Crossing through the United State’s Porter Square in Cambridge, to Harvard University, then Central Square on Massachusetts Avenue, to Massachusetts Institute of Technology (MIT) and then to the Berklee College of Music was fun for Ruth Rwego Kamanzi.
These are names of places she had only read about. Here she was, not just in those places, but also meeting world-renowned musicians, such as five-time Grammy winner and bassist Victor Wooten.
The year was 2018. Kamanzi had travelled over 6,900 miles from Uganda to Massachusetts, to attend a five-week study program in voice and guitar. That is what her $10,000 scholarship could afford her at Berklee.

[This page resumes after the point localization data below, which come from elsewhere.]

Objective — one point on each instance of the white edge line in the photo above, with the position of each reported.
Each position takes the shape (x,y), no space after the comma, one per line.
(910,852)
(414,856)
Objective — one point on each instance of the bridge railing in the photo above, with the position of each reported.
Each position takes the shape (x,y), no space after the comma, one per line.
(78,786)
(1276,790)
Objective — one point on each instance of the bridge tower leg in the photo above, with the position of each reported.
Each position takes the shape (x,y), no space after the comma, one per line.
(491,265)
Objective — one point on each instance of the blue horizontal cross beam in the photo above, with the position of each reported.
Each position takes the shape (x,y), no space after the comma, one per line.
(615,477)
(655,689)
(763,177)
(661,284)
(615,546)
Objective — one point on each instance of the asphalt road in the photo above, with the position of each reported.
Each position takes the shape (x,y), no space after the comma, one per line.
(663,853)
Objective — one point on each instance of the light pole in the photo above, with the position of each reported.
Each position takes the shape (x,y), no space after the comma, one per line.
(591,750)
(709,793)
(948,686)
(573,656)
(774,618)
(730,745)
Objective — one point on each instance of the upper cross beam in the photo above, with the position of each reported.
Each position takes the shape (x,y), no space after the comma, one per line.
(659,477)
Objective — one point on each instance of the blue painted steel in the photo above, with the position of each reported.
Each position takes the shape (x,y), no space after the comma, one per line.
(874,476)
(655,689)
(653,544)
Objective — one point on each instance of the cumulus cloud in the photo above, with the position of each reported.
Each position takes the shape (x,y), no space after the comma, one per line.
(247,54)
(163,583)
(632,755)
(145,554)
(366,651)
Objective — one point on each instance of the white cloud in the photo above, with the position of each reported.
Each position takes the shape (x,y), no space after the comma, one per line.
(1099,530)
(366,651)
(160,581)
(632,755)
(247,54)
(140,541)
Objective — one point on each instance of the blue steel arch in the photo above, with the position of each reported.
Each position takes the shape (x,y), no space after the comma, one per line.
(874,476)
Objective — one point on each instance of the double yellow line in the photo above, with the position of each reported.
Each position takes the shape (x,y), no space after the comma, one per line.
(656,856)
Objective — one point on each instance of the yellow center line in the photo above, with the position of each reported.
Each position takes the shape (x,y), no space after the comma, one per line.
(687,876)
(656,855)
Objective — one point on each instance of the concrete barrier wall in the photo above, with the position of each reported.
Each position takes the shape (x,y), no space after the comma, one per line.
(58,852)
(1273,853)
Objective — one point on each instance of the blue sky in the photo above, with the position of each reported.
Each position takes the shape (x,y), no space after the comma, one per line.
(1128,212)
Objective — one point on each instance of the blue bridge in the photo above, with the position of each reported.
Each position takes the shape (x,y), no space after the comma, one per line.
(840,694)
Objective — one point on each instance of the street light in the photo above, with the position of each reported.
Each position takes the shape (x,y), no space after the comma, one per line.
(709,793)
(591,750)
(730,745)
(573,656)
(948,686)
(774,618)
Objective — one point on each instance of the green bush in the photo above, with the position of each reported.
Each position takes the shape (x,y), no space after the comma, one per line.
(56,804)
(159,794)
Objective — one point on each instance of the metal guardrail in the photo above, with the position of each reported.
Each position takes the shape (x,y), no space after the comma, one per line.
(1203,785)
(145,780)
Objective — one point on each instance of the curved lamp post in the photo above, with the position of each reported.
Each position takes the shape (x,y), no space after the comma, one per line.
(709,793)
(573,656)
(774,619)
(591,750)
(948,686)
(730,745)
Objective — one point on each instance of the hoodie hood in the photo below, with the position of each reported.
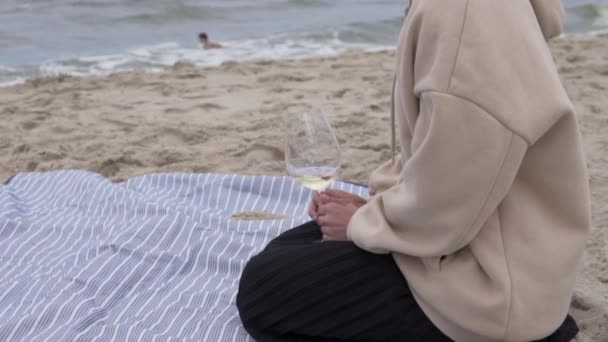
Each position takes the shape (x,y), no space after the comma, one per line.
(551,16)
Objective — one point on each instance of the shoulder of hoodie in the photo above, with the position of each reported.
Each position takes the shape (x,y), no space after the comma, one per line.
(506,36)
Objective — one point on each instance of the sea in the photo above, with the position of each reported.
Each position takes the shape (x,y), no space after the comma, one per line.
(41,38)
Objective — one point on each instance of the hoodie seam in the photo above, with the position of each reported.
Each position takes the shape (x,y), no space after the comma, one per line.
(464,21)
(487,112)
(487,196)
(504,248)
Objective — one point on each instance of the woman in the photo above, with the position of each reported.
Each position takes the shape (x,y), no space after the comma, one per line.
(476,230)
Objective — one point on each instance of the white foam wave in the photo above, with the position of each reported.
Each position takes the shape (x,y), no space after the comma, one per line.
(159,56)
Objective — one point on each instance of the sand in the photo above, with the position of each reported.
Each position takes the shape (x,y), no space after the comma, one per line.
(228,119)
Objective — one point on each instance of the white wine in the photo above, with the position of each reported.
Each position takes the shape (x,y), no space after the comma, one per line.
(313,177)
(315,182)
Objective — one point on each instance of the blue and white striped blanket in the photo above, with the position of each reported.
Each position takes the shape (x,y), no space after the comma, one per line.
(155,258)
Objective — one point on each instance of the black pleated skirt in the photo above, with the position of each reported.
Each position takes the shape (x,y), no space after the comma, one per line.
(300,289)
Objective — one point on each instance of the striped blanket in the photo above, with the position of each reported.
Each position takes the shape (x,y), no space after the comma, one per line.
(155,258)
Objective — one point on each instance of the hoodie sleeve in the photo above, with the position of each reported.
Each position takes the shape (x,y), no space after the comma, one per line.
(463,164)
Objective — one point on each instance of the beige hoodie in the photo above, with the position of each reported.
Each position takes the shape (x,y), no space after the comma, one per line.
(486,210)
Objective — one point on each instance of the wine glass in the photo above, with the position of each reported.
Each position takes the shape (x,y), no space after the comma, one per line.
(313,155)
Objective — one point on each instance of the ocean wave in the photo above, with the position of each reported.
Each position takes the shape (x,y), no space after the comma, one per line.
(589,11)
(171,14)
(307,3)
(160,56)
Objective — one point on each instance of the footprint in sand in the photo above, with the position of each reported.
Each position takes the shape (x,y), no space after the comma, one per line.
(210,106)
(340,93)
(174,111)
(260,152)
(29,125)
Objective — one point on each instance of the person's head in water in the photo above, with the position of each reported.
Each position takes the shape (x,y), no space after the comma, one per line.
(206,43)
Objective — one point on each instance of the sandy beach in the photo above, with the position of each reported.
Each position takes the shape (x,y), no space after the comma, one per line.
(229,119)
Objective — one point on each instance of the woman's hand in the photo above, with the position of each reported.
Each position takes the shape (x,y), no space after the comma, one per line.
(336,196)
(333,217)
(344,197)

While a student at the Word of Life International School, in Entebbe, central Uganda, Kamanzi presented a song to visiting students from the Berklee College of Music. Her performance wowed the students, who encouraged her teachers to support her to apply for a scholarship for a course at Berklee. Everything went according to plan and she found herself admitted to the U.S. school.
Kamanzi had the option of living within Berklee, but she opted to commute from a home of her Ugandan relative who lives in Boston. Commuting to college was the only way she would adventure, she reasoned.
Not even an attempted abduction on one of the days she headed to college could dampen her spirits. Kamanzi nearly got kidnapped by an American man on her way to Berklee. She said she was rescued by the Police.
Her earlier desire was to undertake a bachelor’s degree in song-writing, production and film scoring. Such a course had a price tag of $210,000, which neither her family nor the scholarship could meet.
Upon her return in 2019, she enrolled for a Bachelor of Arts in Journalism and Communication at the Uganda Christian University UCU.
“UCU offers a beautiful space for you to get to know God better,” she said. “It also offers an opportunity to discover yourself more and appreciate life and what you have more.”
At UCU, she actively participates in her faculty fellowship’s music activities and has performed a couple of times with her red and silver Resonator Bluegrass guitar. Such performances have, over time, won her some fans at the university.
The professionally trained violinist hopes to be a career musician and to inspire young girls to be what they want to be.
Kamanzi is renowned among Ugandan urban youth for skillfully playing the guitar and singing, usually alongside her sisters – Nduhukire and Royal Kaitesi. The trio has a band called Firm Foundation. Kamanzi and Nduhukire are currently acting in separate local television series; Prestige and Sanyu, respectively. The latter also features a UCU alumna – Tracy Kababiito.
“She loves music and expresses her vocal agility each time she is singing,” says Rachael Nduhukire, of her elder sister.
Kamanzi’s YouTube channel, which started in 2018, as a prerequisite for her application to Berklee College of Music, now boasts nearly 1,000 subscribers.
“That girl is incredibly talented,” says Frank Ogwang, a UCU Law School alumnus and former Guild Vice President. “I love her music and, especially, her guitar skills.”
Kamanzi, a daughter of Leonard and Ida Rwego, attended Word of Life International School from pre-school through grade 12. At the school, she was a lead vocalist and guitarist for a band. She is currently a contributing writer to two contemporary Christian music albums for Watoto, a Pentecostal church in Uganda.
During the lockdown that was instituted in Uganda in 2020 due to the Covid-19 pandemic, Kamanzi posted a short video clip, where she was performing a song dedicated to all people who had lost loved ones to the virus. That post attracted more than 16,000 views.